In the above mentioned machines, the cardboard boxes are very often erected in a forming station, immediately before being introduced onto a conveying line, aimed at conveying them to subsequent filling and closing stations.
In this case, the flat folded tubular blanks, which are to form the boxes, are included in a magazine, from which the blanks are taken out one by one, by suitable means, and sent to the forming station, where they are erected by known erecting means, present therein.
There are magazines, in which the flat folded tubular blanks are arranged horizontal, or vertical, or inclined, and which have, associated thereto, withdrawing means, each time constructed in accordance with magazine conformation and with the way of feeding the forming station downstream.
The flat folded tubular blanks, when supplied by the paper-transformation industry, have a good rigidity and planarity, considered positive characteristics for automated manipulation, which make the blanks easily “machinable” articles, according to the technical jargon.
On the other hand, the same blanks weigh a lot, obviously, the bigger the blank, the bigger its weight, which is to be taken in consideration especially during the magazine designing, so as to obtain an efficient support action for a stack, big enough to permit long-lasting uninterrupted operation times, without hidering withdrawal of single blanks by the means designed for it.

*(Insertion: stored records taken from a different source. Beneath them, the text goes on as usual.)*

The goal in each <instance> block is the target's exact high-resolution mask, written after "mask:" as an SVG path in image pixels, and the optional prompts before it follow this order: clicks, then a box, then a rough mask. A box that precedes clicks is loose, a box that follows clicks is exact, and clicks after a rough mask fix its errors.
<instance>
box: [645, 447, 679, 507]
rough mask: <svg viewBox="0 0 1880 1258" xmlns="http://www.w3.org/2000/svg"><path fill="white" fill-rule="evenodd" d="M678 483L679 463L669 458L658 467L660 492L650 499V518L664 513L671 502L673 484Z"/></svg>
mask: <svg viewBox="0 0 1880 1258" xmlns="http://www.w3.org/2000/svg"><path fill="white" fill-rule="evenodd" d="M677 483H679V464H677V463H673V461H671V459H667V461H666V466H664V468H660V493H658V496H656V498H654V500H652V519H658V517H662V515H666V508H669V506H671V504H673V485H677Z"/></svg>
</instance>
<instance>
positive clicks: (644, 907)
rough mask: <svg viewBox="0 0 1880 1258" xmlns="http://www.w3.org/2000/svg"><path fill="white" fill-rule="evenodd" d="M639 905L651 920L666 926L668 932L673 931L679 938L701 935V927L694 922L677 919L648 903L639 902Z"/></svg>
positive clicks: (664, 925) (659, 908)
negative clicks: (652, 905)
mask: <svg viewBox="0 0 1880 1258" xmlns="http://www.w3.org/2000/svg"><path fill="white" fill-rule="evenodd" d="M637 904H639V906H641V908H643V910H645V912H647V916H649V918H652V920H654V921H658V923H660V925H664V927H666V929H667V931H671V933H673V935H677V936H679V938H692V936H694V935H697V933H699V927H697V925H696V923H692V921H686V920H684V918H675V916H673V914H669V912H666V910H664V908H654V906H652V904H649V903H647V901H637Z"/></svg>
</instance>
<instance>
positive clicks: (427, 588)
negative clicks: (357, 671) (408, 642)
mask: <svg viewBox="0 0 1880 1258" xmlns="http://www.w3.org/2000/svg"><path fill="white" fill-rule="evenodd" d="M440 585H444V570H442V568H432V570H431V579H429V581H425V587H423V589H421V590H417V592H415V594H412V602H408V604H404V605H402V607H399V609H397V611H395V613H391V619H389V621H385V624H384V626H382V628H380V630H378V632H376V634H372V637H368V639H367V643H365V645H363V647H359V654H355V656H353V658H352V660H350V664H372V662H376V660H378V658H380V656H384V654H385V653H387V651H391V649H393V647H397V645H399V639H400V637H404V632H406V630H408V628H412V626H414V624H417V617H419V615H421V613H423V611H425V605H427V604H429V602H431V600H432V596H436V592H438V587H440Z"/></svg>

An interesting known technical solution has been described in the European Patent Application EP 06121373.2, filed by the same Applicant, which discloses a “Method for withdrawing flat folded piled up articles from the open bottom of a magazine and an apparatus for carrying out such method”
According to the apparatus described in the above application, the stack of flat folded tubular blanks is inclined with respect to the vertical, and the bottommost blank is supported, at the lower side, by a horizontal conveying belt, and at the opposite, higher side, by oscillating support means.
The particular set-up of the blanks brings about the advantage that only a small part of the stack weight bears on the oscillating support means.
Said oscillating support means move between a holding configuration and a release configuration, in time relation with the operation of a blade, which is inserted between the bottommost blank and the one immediately above; in this way, the bottommost blank is released while the stack above is held.
After having been released, the bottommost blank falls onto the conveyor below, due to gravity, performing an arc oscillation, which has its center in a position corresponding to the blank lower side, and then the conveyor is operated to transfer the blank, now arranged horizontal, to a box forming station downstream.
The blanks are so suitably oriented in the magazine, that said high and low sides coincide with pre-creasing lines forming hinge joints between respective adjacent face-to-face walls; this allows, firstly, supporting the stack in the blanks maximum rigidity direction and, secondly, facilitating at the same time blade insertion, due to the rounded section of the two superimposed hinge creasing lines.
The just described technical solution has shown to be efficient and reliable in most cases, except for a case in which the section of the box to be obtained, according to the erecting plate, is a square.
In this case, in flat configuration, diagonally opposite pre-creasing lines, situated in the middle of the blank, are exactly one over another, unlike in the rectangular section case, in which they are shifted.
For this reason, the blanks are less resistant to bending; therefore the ones situtate at the bottom of the stack can lose the planarity and assume a curved downward conformation, due to the weight resting on them.
The above mentioned possibility affects negatively the functionality of the oscillating support means, which can lose the engagement with the stack, or of the moving blade, which can get stuck during insertion between two blanks.
These drawbacks are amplified with the blanks increasing dimensions, and consequently weight.